Ayrıca trafik yoğunluğunu azaltacak yeni bulvarların açılması da artık bir zorunluluk.
Yapılması gereken bir diğer önemli konuysa toplu ulaşımın tek bir çatı altında toplanması.
UKOME’nin koordinasyonunda belediye otobüsleri, özel halk otobüsleri ve dolmuşçu esnafının temsilcileri bir araya gelip bu konuda adım atmalı. Başkanvekilliği döneminde bu konuyu gündeme taşıyan Zihni Aldırmaz, önemli bir adım atmıştı ancak esnafın ortak paydada buluşamaması nedeniyle bir gelişme yaşanmamıştı.
Toplu ulaşımın tek çatı altında toplanması Adana’nın geleceği için artık zorunluluk haline gelmiştir.
Bu, hem dolmuşçu ve otobüsçü esnafı arasındaki rekabeti hem de rekabete bağlı olarak meydana gelen trafik kural ihlallerini önleyebilecek belki de tek çözüm.
Adana’da yaşayan yurttaşlarla geniş kapsamlı bir anket yapılsa otobüs ve dolmuş şoförleriyle ilgili sorunun ne kadar büyük ve önemli olduğu ortaya çıkacaktır.
Çünkü sorun artık bireysel hatalardan çıkışıp genel sorun haline dönüşmüş durumda.
Ne zaman dolmuşlarla ya da özel halk otobüsleriyle ilgili bir yazı yazılsa oda ve kooperatif başkanları, “Plakasını verin kim hata yaptıysa cezasını verelim” diyerek savunma pozisyonuna geçse de sorunların bu şekilde çözülmeyeceği ortada.
Bir gazetecinin gün boyu inip bindiği dolmuşlarda ve otobüslerde tanık olduklarından yazı dizisi çıkar.
Gazetecilerin görevi “Şu kişi bunu yaptı” şeklinde şikayet etmek değil, yaşanan sorunları dile getirip çözüm yollarının bulunması noktasında uyarı görevini yapmaktır.
Sorunların neler olduğunu herkes biliyor.
Dolmuş şoförünün yanına oturttuğu arkadaşının torpido gözünden aldığı cımbızla başını pencereden çıkarıp yan dikiz aynasına bakarak yüzündeki kılları çektiğine bile tanık olduk bu kentte.

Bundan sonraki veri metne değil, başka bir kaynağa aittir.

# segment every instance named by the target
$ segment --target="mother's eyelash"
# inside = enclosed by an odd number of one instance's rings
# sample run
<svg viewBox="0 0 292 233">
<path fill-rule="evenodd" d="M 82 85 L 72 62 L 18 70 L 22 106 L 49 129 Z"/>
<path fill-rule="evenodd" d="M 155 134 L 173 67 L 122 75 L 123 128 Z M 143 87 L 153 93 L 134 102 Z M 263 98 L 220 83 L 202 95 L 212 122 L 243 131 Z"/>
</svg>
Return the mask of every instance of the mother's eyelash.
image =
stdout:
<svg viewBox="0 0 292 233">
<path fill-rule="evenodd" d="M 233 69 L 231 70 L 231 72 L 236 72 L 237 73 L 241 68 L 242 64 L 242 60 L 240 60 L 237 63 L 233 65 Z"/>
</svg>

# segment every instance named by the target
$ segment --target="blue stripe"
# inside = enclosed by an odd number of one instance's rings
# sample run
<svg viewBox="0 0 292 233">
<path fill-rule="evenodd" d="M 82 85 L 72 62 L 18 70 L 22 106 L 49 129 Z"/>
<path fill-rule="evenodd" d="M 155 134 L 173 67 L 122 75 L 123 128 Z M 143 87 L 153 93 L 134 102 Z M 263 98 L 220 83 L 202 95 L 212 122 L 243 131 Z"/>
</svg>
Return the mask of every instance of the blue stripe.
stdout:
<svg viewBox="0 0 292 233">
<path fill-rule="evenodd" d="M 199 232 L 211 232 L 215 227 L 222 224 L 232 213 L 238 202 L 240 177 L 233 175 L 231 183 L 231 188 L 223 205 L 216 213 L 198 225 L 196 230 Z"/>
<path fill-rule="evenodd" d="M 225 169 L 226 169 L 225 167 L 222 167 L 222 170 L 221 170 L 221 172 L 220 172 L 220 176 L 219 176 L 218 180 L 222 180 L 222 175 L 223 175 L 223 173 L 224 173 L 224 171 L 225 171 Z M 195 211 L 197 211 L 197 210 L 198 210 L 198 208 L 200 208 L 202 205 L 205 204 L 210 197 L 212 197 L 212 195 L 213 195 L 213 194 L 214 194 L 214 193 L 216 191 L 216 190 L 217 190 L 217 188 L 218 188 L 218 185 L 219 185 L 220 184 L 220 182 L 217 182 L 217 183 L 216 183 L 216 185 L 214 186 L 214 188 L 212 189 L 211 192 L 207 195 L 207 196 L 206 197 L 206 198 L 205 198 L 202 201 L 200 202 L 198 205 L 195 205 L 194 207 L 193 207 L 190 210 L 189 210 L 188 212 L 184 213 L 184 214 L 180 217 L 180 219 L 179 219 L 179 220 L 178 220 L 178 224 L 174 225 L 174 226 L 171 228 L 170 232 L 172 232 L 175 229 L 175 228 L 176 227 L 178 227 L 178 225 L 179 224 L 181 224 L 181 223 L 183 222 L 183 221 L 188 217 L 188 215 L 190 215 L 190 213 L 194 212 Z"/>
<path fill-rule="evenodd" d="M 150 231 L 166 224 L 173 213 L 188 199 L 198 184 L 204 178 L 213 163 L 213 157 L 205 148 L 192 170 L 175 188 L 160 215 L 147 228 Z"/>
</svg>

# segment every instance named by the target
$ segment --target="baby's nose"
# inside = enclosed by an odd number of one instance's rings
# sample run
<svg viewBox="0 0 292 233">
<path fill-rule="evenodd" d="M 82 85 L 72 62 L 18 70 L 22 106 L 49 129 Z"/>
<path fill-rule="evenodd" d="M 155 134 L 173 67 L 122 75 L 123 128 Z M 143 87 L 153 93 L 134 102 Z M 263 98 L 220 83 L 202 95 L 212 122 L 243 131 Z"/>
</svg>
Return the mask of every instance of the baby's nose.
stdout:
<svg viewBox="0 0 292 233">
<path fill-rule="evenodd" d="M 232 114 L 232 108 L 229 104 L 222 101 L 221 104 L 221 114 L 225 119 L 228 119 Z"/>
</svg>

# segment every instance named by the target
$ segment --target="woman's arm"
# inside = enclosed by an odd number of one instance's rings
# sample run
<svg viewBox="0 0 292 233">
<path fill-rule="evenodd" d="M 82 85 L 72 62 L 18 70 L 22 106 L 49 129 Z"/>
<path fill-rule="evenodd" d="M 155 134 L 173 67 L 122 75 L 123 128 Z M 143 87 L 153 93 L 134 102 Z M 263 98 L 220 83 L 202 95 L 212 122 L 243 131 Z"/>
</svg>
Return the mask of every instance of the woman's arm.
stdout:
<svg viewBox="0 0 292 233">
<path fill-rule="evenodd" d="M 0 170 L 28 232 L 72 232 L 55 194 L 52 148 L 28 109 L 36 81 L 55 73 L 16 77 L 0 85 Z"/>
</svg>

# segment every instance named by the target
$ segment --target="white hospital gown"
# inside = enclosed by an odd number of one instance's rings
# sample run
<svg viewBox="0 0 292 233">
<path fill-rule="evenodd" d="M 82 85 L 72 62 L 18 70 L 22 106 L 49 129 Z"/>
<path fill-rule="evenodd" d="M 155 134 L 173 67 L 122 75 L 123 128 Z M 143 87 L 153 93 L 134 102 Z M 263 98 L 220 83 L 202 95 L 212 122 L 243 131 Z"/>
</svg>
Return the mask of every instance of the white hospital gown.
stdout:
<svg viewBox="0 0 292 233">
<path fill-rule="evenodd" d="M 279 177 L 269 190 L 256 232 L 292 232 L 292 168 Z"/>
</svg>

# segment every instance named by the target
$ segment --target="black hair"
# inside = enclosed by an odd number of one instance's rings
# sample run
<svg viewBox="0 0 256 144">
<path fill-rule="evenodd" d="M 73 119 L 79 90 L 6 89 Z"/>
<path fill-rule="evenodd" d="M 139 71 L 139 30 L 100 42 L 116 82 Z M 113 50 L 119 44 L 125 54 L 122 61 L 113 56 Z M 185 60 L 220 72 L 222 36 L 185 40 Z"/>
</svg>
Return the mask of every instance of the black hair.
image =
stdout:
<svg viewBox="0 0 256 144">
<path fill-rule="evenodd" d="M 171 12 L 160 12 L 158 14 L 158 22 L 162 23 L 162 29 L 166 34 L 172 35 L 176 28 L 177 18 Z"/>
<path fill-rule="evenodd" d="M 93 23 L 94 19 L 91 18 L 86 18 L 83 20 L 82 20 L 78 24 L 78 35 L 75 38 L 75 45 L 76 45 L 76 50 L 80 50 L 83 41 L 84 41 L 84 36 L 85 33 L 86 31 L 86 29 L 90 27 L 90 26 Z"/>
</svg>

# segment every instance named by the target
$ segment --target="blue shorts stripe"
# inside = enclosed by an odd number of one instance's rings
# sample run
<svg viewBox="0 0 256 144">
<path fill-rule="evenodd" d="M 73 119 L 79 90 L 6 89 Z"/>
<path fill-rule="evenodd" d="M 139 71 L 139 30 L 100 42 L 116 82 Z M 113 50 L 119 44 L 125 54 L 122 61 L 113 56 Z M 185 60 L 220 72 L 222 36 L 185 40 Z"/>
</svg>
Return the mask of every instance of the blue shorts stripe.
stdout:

Kırmızı ışıkta durduğunda yanında duran özel otomobilin bayan sürücüsünü görebilmek için geri vitese takıp göz hizasına gelene kadar geri geri giden şoförü de, direksiyon başında dirseğini pencereye dayayıp telefonun diğer ucundaki arkadaşına yarım saat boyunca bilgisayarındaki sorunu nasıl gidereceğini anlatan şoförü de, taşıdığı onlarca yolcunun can güvenliğini hiçe sayıp kırmızı ışıkta geçen, trafikte biraz temkinli ve yavaş giden otomobil sürücülerine küfürler yağdıran şoförü de, Başbakanlık’a bağlı Basın Yayın Enformasyon Genel Müdürlüğü’nün verdiği sarı basın kartını gösteren gazeteciye “Bu ötmüyor. Ötmeyenler geçerli değil” deyip hemen arkasında asılı duran paso listesinden habersiz olan şoförleri ve muavinleri de gördük.
Sonuç olarak “Şu kişiyi cezalandırın” demek yerine soruna köklü bir çözüm bulunması gerek.
Bunun için de Özel Halk Otobüsçüleri Esnaf Odası Başkanı Niyazi Göğer’in, Minibüsçüler Odası Başkanı Nihat Sözütek’in ve Büyükşehir Belediyesi yetkililerinin bir araya gelip bu sorunları masaya yatırması, esnafın daha çok kazanması ve yurttaşın da daha yüksek standartlarda toplu ulaşım olanağından yararlanmasının sağlanması gerekiyor.
Adana’da yaşayan herkes böyle bir hizmetin altında imzası olan her bir kişiye sonsuz minnet duyacaktır.